There were 53 households, out of which 34.0% had children under the age of 18 living with them, 60.4% were married couples living together, 7.5% had a female householder with no husband present, and 24.5% were non-families. 20.8% of all households were made up of individuals, and 13.2% had someone living alone who was 65 years of age or older. The average household size was 2.45 and the average family size was 2.80.
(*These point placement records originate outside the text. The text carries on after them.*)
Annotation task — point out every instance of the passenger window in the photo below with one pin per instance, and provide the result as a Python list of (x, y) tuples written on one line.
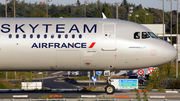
[(80, 36), (59, 36), (45, 36), (24, 35), (10, 35), (73, 36), (66, 36), (17, 36), (31, 36), (38, 36), (145, 35), (52, 36), (137, 35)]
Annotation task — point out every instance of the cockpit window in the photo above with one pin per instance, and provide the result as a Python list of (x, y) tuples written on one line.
[(137, 35), (152, 35), (145, 35)]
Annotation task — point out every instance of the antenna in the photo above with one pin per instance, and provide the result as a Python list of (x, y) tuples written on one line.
[(104, 17)]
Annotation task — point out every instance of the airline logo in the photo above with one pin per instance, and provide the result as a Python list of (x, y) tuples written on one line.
[(62, 45), (45, 28)]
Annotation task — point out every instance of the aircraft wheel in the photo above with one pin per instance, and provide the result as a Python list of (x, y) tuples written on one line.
[(110, 89)]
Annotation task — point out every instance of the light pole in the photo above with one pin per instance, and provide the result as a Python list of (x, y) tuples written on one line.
[(171, 20), (47, 7), (6, 8), (130, 11), (84, 8), (117, 4), (145, 16), (177, 44), (136, 16), (163, 17)]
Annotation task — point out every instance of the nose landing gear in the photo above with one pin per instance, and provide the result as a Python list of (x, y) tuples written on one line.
[(109, 89)]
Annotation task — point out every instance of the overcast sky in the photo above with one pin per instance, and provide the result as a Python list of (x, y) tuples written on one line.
[(145, 3)]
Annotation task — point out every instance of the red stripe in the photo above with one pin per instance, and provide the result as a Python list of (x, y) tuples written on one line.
[(92, 44), (122, 96)]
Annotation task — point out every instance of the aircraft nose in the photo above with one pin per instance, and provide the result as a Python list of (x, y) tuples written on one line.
[(169, 52)]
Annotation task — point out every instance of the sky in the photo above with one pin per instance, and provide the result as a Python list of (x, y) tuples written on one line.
[(144, 3)]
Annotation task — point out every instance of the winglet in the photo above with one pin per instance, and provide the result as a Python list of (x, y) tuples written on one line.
[(104, 17)]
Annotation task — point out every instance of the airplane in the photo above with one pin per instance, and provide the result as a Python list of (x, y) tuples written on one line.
[(79, 44)]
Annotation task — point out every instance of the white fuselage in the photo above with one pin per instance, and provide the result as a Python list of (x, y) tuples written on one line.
[(78, 44)]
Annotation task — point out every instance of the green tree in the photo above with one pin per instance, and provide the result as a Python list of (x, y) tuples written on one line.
[(174, 29), (122, 12), (78, 3)]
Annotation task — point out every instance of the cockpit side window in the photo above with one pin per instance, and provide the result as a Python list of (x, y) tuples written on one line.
[(145, 35), (137, 35)]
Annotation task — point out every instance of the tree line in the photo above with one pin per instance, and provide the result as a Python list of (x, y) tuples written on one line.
[(93, 9)]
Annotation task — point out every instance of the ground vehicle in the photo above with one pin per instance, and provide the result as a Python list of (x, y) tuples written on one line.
[(76, 73)]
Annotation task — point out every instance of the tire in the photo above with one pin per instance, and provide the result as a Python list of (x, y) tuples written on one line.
[(110, 89)]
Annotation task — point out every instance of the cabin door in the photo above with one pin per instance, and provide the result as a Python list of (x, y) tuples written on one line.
[(68, 60), (109, 37)]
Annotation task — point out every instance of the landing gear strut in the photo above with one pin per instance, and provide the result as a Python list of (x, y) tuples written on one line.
[(109, 89)]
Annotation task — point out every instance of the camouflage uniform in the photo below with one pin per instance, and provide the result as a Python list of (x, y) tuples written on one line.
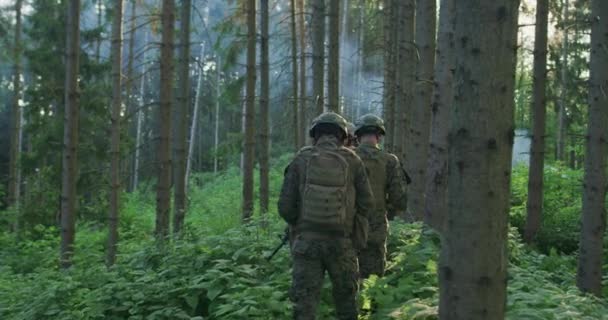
[(315, 251), (389, 187)]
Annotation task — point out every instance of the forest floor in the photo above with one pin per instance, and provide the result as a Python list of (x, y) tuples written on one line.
[(218, 270)]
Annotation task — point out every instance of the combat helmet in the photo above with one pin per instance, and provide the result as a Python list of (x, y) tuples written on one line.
[(329, 118), (370, 120)]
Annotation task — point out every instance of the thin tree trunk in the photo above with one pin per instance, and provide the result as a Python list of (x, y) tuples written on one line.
[(418, 142), (563, 99), (183, 105), (163, 189), (264, 100), (473, 261), (303, 105), (249, 115), (199, 90), (14, 181), (70, 135), (116, 48), (333, 74), (589, 275), (294, 75), (140, 118), (537, 150), (441, 104), (318, 54)]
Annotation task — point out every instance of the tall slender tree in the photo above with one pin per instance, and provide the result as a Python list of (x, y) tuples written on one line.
[(333, 61), (264, 135), (534, 205), (418, 142), (14, 181), (70, 135), (441, 103), (116, 58), (318, 54), (473, 261), (589, 275), (249, 114), (183, 106), (163, 188)]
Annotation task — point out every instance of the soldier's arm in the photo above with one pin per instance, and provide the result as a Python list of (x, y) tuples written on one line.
[(364, 200), (396, 185), (288, 200)]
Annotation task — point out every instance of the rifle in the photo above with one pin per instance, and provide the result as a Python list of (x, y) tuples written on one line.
[(284, 240)]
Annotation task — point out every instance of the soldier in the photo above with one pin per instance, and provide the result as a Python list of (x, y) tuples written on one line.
[(388, 183), (326, 199)]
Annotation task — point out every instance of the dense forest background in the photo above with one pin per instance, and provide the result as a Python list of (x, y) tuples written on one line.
[(143, 142)]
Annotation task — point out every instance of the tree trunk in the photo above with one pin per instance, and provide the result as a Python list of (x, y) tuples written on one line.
[(70, 135), (333, 74), (195, 119), (14, 181), (140, 118), (163, 188), (418, 144), (303, 105), (294, 75), (116, 48), (249, 115), (589, 275), (537, 150), (563, 99), (183, 106), (264, 100), (473, 261), (318, 54), (406, 56), (441, 105)]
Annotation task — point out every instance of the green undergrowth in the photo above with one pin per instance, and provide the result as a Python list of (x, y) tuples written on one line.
[(218, 269)]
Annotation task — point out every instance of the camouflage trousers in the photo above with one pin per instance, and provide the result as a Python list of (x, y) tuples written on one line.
[(311, 259)]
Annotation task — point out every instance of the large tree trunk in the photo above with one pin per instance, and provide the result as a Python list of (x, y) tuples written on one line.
[(537, 149), (318, 54), (303, 105), (163, 188), (264, 152), (69, 174), (294, 75), (441, 105), (473, 262), (183, 106), (589, 275), (406, 56), (249, 115), (417, 145), (333, 72), (563, 98), (116, 49), (14, 181)]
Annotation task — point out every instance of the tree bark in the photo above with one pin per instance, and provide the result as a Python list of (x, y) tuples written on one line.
[(249, 115), (183, 106), (303, 94), (473, 261), (589, 275), (70, 135), (14, 181), (418, 144), (163, 188), (441, 105), (318, 54), (537, 150), (116, 58), (264, 100), (333, 74)]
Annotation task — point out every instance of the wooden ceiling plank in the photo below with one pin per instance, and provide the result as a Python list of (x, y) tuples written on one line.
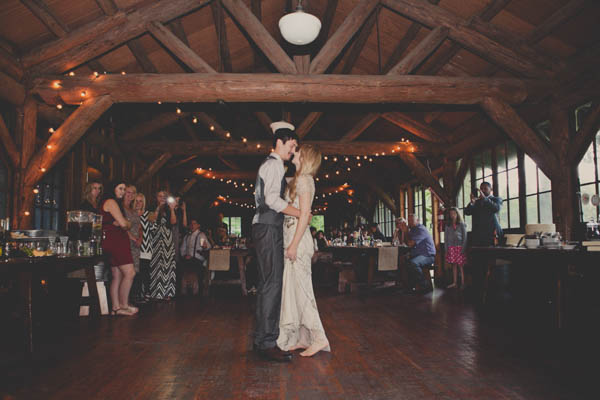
[(261, 148), (143, 88), (98, 42), (9, 144), (417, 128), (433, 16), (153, 168), (108, 6), (65, 137), (155, 124), (141, 57), (420, 52), (307, 124), (361, 126), (342, 36), (520, 132), (565, 13), (359, 43), (178, 48), (261, 37), (11, 90), (425, 176), (45, 15), (221, 30)]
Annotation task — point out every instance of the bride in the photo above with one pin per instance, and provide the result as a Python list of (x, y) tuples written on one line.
[(300, 326)]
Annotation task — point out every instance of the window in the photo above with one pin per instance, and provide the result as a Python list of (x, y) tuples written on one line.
[(383, 216), (47, 202), (318, 221), (538, 194), (508, 185), (588, 169), (234, 225)]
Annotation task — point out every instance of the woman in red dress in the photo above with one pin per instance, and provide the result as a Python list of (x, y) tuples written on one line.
[(115, 245)]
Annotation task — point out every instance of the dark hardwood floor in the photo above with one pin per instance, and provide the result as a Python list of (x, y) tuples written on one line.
[(384, 346)]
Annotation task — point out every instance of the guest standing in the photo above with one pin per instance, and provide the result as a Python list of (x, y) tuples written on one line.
[(116, 247), (162, 265), (455, 245)]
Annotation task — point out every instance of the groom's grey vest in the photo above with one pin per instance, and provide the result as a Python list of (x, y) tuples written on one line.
[(265, 214)]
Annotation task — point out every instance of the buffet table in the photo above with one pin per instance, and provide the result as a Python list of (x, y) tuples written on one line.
[(29, 268), (556, 260)]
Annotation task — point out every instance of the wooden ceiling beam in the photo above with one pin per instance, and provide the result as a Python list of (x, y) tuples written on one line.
[(153, 125), (262, 148), (178, 48), (221, 30), (11, 90), (420, 53), (307, 123), (145, 88), (460, 31), (417, 128), (362, 125), (99, 41), (65, 137), (154, 167), (425, 176), (520, 132), (9, 144), (261, 37), (45, 15), (342, 36)]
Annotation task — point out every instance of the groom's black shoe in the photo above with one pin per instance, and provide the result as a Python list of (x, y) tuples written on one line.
[(275, 354)]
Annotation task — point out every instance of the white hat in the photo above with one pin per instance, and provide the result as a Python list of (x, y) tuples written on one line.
[(281, 124)]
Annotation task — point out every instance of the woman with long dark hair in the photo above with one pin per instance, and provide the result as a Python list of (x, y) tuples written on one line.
[(116, 247)]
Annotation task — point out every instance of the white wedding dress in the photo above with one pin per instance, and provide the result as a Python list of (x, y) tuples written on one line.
[(299, 323)]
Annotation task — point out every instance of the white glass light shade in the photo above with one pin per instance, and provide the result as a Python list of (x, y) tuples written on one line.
[(299, 27)]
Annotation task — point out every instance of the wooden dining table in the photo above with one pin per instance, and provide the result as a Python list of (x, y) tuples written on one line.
[(27, 269), (557, 262)]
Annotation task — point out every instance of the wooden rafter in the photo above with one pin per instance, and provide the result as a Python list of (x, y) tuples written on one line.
[(261, 37), (263, 147), (342, 36), (460, 31), (177, 47), (144, 88), (65, 137), (70, 53), (8, 143), (518, 130)]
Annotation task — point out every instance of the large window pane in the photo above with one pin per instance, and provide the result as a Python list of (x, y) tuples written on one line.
[(515, 222), (546, 208)]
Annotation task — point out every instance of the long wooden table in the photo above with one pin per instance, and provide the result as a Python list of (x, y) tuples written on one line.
[(556, 260), (27, 268), (355, 252)]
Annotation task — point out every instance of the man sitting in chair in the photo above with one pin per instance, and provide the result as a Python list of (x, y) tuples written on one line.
[(193, 259), (422, 254)]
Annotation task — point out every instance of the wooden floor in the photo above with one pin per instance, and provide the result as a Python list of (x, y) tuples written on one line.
[(384, 346)]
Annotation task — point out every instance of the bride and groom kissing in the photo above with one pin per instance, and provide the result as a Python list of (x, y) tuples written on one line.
[(287, 318)]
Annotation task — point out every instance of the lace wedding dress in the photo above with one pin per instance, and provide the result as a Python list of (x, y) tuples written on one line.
[(299, 323)]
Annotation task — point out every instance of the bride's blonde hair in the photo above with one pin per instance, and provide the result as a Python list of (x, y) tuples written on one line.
[(310, 163)]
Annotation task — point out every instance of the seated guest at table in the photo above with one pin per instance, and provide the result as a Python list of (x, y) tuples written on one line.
[(375, 232), (91, 196), (115, 246), (484, 208), (193, 257), (398, 237), (455, 244), (422, 254)]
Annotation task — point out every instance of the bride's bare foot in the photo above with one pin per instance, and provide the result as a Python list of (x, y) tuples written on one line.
[(314, 349)]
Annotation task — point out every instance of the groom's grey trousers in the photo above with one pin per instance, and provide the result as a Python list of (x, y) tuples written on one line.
[(268, 242)]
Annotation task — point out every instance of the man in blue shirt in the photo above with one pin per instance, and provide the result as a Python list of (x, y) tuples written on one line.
[(422, 253)]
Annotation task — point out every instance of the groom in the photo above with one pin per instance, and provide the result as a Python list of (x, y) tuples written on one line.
[(267, 235)]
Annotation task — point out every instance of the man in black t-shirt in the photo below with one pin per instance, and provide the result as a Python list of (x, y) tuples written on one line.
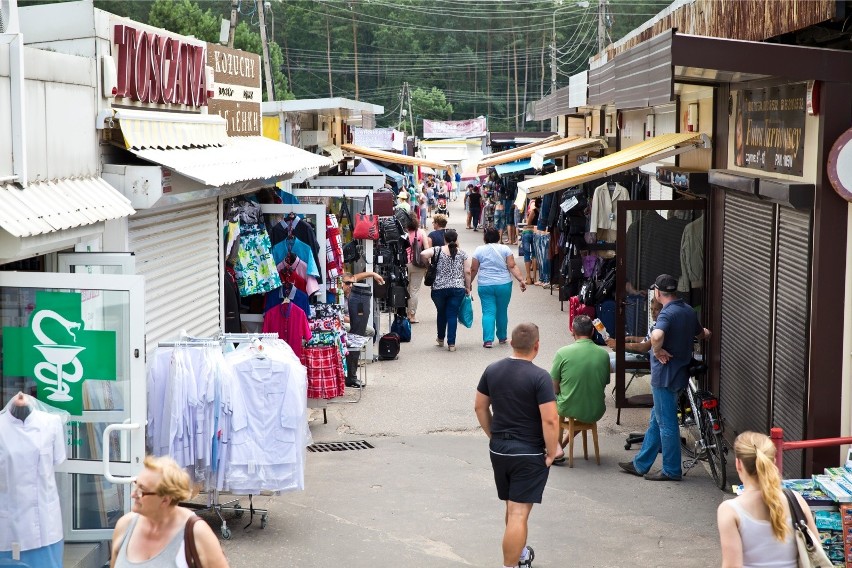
[(524, 434)]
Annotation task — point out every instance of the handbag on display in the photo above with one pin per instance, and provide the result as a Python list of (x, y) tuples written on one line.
[(466, 311), (431, 272), (366, 224), (811, 554)]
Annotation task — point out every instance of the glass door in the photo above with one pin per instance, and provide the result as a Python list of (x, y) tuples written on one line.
[(654, 237), (77, 342)]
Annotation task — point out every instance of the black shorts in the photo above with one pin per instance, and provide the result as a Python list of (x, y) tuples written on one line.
[(520, 471)]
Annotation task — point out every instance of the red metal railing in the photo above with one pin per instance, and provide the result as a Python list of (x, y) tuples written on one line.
[(777, 435)]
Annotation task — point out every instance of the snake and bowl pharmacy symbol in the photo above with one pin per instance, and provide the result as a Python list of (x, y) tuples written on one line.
[(58, 352)]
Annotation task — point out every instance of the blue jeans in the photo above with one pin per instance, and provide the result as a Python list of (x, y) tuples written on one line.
[(542, 253), (447, 302), (662, 433), (495, 307)]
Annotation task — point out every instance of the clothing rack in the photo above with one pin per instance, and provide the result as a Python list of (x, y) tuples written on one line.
[(214, 502)]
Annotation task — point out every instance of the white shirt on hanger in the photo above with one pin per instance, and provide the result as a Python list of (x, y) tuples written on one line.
[(604, 209), (29, 502)]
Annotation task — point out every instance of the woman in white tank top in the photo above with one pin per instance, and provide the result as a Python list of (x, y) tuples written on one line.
[(755, 528)]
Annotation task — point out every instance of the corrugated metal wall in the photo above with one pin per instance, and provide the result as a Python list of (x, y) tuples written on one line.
[(751, 20), (790, 371), (746, 313), (177, 250)]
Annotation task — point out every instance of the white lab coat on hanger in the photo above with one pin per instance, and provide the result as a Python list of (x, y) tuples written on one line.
[(29, 501)]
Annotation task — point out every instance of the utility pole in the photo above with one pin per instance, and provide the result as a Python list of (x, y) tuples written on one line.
[(267, 67), (235, 5), (355, 43)]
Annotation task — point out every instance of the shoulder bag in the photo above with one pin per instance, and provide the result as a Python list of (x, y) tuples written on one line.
[(352, 249), (432, 271), (811, 554), (366, 224)]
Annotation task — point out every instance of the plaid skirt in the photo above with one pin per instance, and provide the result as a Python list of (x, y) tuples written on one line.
[(326, 375)]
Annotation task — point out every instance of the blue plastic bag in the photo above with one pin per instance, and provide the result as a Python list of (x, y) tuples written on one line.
[(466, 311), (402, 327)]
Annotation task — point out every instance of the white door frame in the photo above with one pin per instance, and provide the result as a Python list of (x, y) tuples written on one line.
[(133, 446)]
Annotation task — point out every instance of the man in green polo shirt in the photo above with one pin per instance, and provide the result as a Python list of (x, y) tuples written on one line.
[(580, 375)]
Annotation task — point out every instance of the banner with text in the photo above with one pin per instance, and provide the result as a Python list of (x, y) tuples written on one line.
[(236, 89), (770, 129), (455, 128)]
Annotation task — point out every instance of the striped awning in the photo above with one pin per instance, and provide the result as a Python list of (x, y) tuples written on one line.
[(521, 153), (382, 156), (56, 205), (241, 158), (651, 150), (153, 129)]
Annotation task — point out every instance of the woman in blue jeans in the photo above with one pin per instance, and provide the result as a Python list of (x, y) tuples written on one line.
[(494, 265), (452, 282)]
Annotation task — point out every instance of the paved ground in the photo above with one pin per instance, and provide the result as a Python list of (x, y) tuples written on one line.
[(424, 496)]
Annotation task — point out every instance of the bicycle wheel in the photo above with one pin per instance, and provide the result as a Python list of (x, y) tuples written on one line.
[(715, 448)]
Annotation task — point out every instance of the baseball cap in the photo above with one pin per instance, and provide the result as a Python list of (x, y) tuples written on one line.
[(665, 283)]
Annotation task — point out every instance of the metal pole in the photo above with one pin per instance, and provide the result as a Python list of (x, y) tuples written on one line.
[(267, 67)]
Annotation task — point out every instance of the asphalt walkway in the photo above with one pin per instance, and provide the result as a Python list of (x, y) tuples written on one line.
[(424, 495)]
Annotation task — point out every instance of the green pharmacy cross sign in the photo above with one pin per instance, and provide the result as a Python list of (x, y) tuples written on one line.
[(57, 352)]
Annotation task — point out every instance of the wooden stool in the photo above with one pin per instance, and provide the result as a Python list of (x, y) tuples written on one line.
[(574, 427)]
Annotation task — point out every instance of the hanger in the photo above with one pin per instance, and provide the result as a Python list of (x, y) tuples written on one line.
[(21, 409)]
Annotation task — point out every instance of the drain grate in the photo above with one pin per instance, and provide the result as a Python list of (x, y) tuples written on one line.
[(340, 446)]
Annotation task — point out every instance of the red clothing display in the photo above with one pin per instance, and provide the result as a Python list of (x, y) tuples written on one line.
[(290, 323)]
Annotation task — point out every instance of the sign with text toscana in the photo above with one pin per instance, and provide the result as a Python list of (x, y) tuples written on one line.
[(770, 129), (56, 351), (155, 67), (236, 89)]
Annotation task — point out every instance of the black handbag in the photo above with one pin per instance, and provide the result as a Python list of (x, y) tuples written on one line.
[(352, 250), (432, 271)]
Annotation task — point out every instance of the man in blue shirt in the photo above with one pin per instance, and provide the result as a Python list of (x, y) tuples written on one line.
[(671, 347)]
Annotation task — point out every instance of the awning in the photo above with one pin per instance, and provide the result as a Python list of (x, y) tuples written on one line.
[(242, 158), (368, 166), (334, 151), (538, 157), (651, 150), (392, 157), (514, 167), (520, 153), (150, 129), (57, 205)]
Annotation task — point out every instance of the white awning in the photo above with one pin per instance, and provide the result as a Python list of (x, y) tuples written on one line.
[(45, 207), (242, 158)]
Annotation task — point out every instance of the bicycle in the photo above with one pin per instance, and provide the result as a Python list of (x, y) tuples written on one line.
[(701, 430)]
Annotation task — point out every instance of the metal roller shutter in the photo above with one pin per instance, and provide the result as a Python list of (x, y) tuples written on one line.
[(177, 250), (746, 313), (790, 375)]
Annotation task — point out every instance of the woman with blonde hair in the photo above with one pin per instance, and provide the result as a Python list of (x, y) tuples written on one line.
[(755, 528), (152, 534)]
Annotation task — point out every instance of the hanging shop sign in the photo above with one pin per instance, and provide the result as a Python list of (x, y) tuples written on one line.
[(155, 68), (839, 166), (58, 351), (455, 128), (236, 89), (770, 129)]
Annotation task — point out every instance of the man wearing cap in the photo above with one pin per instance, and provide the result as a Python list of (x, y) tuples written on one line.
[(671, 348)]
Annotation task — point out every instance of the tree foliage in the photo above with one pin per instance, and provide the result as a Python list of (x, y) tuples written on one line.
[(487, 57)]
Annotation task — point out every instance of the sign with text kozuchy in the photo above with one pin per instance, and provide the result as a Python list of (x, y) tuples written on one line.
[(770, 129), (236, 89)]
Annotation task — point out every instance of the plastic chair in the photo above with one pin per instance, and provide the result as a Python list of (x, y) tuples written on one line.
[(574, 427)]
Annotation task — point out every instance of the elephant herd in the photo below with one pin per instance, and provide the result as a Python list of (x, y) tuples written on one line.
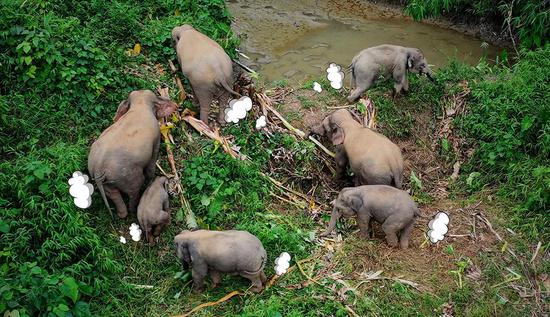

In the village, the population was spread out, with 27.7% under the age of 18, 5.4% from 18 to 24, 23.8% from 25 to 44, 23.1% from 45 to 64, and 20.0% who were 65 years of age or older. The median age was 40 years. For every 100 females, there were 113.1 males. For every 100 females age 18 and over, there were 91.8 males.

The median income for a household in the village was $26,250, and the median income for a family was $33,750. Males had a median income of $33,333 versus $21,250 for females. The per capita income for the village was $14,523. There were 5.0% of families and 11.5% of the population living below the poverty line, including 28.0% of under eighteens and 6.9% of those over 64.